AWS launches Amazon DevOps Guru

New machine learning powered operations service provides tailored recommendations to improve application availability.

  • 3 years ago Posted in

Amazon Web Services has introduced Amazon DevOps Guru, a fully managed operations service that uses machine learning to make it easier for developers to improve application availability by automatically detecting operational issues and recommending specific actions for remediation. Informed by years of Amazon.com and AWS operational excellence, Amazon DevOps Guru applies machine learning to automatically analyze data like application metrics, logs, events, and traces for behaviors that deviate from normal operating patterns. When Amazon DevOps Guru identifies anomalous application behavior that could cause potential outages or service disruptions, it alerts developers with issue details to help them quickly understand the potential impact and likely causes of the issue, with specific recommendations for remediation. Developers can use remediation suggestions from Amazon DevOps Guru to reduce time to resolution when issues arise and improve application availability—all with no manual setup or machine learning expertise required. There are no upfront costs or commitments with Amazon DevOps Guru, and customers pay only for the data Amazon DevOps Guru analyzes. To get started with Amazon DevOps Guru, visit: aws.amazon.com/devops-guru

As more organizations move to cloud-based application deployment and microservice architectures to scale their businesses, applications have become increasingly distributed, and developers need more automated practices to maintain application availability and reduce the time and effort spent detecting, debugging, and resolving operational issues.
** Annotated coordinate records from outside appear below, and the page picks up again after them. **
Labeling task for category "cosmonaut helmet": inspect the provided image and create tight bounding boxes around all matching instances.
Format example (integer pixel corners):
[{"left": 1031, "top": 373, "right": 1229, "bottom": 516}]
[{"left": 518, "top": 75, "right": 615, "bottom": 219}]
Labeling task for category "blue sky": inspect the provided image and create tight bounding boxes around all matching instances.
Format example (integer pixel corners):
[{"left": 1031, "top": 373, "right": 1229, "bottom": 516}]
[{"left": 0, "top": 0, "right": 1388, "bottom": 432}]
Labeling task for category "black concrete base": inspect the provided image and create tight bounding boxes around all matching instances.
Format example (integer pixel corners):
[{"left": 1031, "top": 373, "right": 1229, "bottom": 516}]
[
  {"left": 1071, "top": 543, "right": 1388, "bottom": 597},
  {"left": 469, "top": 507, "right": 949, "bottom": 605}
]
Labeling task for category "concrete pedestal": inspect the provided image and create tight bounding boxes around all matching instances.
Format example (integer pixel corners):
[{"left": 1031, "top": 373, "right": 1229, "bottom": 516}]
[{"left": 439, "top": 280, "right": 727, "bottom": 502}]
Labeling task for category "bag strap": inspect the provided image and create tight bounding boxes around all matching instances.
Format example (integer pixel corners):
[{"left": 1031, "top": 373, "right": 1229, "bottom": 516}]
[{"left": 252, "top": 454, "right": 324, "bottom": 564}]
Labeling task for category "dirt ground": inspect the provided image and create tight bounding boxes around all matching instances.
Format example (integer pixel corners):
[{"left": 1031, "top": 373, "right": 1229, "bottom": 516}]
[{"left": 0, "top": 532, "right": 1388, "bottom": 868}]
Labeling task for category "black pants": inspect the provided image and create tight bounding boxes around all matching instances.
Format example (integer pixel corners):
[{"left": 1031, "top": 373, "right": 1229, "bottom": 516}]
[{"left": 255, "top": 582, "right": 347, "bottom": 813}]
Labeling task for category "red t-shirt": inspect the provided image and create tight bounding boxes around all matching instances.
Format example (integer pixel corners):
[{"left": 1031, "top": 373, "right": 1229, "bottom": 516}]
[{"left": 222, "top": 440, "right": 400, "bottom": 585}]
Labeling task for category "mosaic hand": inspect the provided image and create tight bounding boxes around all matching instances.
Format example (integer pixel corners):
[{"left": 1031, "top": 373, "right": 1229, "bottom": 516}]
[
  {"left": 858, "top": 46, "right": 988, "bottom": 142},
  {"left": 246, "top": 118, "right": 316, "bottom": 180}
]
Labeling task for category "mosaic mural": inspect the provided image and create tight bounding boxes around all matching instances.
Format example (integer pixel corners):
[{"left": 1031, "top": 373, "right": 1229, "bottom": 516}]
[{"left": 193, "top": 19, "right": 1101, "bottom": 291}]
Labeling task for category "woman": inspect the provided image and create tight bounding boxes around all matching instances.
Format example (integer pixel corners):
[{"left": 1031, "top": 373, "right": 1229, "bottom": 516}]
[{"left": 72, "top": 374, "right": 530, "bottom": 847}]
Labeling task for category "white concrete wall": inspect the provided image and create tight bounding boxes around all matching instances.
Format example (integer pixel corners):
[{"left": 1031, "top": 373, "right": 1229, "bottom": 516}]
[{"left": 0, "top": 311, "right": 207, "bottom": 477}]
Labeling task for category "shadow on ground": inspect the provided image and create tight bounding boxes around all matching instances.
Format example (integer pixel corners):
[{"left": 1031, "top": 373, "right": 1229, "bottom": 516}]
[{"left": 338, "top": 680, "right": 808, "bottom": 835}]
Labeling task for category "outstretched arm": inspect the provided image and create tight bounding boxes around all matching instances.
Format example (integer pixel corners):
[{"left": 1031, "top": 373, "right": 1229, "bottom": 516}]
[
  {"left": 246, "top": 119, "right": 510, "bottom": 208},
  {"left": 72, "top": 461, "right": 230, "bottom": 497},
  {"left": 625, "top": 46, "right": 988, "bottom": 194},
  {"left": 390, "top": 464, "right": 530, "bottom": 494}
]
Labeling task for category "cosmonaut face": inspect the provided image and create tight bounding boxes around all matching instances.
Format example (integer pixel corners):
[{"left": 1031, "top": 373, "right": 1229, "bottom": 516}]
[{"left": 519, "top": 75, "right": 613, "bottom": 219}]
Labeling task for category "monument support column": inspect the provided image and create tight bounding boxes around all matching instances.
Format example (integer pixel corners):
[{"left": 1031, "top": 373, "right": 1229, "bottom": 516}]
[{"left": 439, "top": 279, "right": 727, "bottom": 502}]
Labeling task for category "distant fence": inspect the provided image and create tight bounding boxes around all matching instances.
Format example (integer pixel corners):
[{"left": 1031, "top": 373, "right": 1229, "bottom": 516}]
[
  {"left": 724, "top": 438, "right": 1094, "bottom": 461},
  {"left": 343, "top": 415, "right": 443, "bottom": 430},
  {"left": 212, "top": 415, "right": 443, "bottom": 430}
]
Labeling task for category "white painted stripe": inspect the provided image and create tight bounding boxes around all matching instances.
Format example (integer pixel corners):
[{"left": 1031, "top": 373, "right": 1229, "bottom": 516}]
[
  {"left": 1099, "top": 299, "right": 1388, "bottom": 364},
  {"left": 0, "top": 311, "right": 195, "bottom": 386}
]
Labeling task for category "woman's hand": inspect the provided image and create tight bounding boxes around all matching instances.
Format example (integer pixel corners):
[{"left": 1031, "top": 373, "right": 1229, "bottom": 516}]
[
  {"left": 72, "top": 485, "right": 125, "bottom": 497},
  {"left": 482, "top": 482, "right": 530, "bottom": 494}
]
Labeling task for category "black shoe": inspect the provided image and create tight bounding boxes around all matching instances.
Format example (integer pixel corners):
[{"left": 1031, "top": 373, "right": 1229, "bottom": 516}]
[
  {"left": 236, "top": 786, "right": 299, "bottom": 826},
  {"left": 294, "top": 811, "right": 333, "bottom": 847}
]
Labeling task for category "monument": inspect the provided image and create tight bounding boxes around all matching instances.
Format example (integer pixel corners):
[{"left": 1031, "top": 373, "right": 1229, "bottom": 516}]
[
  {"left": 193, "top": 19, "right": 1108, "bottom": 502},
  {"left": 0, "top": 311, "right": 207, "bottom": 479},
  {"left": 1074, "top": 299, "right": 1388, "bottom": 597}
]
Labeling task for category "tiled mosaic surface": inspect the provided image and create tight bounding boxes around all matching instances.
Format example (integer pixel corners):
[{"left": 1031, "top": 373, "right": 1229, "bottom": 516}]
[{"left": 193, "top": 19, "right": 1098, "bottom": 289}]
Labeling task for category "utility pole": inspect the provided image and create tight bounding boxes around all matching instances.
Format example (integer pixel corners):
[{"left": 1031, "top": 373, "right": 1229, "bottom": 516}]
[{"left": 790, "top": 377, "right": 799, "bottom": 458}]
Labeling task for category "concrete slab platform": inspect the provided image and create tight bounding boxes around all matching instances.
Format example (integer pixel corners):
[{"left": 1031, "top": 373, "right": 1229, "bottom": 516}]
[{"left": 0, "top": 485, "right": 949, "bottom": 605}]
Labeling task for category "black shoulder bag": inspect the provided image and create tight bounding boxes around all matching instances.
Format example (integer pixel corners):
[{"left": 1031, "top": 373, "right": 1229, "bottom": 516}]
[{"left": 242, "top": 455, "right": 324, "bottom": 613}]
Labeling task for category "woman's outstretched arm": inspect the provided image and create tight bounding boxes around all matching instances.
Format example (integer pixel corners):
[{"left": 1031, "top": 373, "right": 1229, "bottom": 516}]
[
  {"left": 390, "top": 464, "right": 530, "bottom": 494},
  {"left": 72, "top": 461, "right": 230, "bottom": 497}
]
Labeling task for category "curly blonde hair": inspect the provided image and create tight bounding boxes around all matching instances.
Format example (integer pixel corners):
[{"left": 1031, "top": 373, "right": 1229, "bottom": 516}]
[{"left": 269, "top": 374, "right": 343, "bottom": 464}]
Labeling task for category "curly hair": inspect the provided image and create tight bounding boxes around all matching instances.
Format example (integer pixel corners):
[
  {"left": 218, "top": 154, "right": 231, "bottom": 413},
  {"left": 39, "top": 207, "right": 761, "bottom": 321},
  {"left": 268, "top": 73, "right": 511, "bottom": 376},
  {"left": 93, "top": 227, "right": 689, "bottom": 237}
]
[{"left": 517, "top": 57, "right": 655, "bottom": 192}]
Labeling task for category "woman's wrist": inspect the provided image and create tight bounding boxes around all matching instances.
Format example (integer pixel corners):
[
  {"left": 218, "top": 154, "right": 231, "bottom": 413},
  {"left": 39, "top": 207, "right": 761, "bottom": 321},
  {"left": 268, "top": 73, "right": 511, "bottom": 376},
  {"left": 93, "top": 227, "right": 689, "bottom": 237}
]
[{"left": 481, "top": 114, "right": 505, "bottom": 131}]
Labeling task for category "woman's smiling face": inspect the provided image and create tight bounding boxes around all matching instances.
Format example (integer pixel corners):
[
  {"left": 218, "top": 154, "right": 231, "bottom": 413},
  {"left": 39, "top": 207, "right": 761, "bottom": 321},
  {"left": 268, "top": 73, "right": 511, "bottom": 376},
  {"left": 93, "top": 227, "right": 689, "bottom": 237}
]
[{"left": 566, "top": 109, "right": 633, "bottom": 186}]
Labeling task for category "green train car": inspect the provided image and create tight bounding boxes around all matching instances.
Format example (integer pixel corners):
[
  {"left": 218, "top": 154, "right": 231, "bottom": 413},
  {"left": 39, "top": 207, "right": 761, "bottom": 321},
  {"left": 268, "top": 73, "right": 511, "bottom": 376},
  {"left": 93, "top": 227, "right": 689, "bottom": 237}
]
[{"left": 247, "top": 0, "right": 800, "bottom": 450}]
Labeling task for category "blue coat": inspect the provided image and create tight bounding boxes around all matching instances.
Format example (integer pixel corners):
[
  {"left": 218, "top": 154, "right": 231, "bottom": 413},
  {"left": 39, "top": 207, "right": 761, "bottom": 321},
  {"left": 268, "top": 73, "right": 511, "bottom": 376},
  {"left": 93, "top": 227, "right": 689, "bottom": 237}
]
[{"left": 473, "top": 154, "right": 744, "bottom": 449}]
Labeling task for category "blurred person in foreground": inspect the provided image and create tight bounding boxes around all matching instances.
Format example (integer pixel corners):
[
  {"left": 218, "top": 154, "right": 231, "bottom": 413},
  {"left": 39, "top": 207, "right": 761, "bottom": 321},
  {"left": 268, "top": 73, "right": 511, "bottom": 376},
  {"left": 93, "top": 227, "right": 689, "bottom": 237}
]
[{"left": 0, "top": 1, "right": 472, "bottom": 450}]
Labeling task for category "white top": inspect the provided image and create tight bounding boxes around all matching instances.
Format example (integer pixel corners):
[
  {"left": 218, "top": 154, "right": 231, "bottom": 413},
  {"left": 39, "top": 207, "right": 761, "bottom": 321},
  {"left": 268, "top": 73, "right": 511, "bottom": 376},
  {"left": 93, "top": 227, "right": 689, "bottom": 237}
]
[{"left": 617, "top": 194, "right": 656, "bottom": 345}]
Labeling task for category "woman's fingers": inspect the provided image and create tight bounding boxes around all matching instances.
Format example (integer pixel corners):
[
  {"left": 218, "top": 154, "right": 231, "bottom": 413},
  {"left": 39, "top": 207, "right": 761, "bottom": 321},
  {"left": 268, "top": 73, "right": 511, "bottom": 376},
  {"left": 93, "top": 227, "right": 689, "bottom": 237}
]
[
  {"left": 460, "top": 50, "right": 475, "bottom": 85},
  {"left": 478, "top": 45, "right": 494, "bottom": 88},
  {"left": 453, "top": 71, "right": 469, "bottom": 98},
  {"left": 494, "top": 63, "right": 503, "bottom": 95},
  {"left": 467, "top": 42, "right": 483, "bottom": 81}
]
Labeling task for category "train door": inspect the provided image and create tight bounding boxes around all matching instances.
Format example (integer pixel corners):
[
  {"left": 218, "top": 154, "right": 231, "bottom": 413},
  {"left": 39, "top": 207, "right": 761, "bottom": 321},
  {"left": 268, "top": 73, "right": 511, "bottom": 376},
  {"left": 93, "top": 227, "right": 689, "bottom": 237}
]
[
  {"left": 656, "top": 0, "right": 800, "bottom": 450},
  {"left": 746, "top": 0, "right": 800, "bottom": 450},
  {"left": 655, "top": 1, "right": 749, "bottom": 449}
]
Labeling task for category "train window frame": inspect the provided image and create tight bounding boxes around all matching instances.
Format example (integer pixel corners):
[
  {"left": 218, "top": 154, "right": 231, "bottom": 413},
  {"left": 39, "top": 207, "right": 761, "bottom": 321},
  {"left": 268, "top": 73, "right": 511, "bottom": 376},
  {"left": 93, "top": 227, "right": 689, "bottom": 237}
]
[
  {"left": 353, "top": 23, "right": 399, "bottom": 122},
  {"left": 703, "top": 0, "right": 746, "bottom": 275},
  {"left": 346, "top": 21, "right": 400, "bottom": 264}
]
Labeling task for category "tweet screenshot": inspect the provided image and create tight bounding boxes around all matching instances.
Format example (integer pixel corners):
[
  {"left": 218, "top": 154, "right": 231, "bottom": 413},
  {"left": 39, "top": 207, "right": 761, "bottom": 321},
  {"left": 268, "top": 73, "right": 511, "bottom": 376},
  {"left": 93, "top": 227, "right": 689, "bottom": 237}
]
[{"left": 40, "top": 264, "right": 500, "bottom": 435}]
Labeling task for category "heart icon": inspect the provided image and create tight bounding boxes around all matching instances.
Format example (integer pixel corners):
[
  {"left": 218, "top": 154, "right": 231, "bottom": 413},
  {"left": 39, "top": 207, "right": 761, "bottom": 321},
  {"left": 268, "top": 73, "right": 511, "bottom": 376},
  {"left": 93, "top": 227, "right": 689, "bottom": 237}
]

Application downtime events caused by faulty code or config changes, unbalanced container clusters, or resource exhaustion (e.g. CPU, memory, disk, etc.) inevitably lead to bad customer experiences and lost revenue. Companies invest a considerable amount of developer resources, time, and money to deploy multiple monitoring tools, often managed separately, and then have to develop and maintain custom alerts for common issues like spikes in load balancer errors or drops in application request rates. Setting thresholds to identify and alert when application resources are behaving abnormally is difficult to get right, involves manual setup, and requires thresholds that must be continually updated as application usage changes (e.g. an unusually large number of requests during a sales promotion). If a threshold is set too high, developers don’t see alarms until operational performance is severely impacted. When a threshold is set too low, developers get too many false positives, which they are prone to ignore. Even when developers get alerted to a potential operational issue, the process of identifying the root cause can still prove difficult. Using existing tools, developers often have difficulty triangulating the root cause of an operational issue from graphs and alarms, and even when they are able to find the root cause, they are often left without the right information to fix it. Each troubleshooting attempt is a cold start where teams must spend hours or days identifying problems, and this leads to time consuming, tedious work that slows down the time to resolve an operational failure and can prolong application disruptions.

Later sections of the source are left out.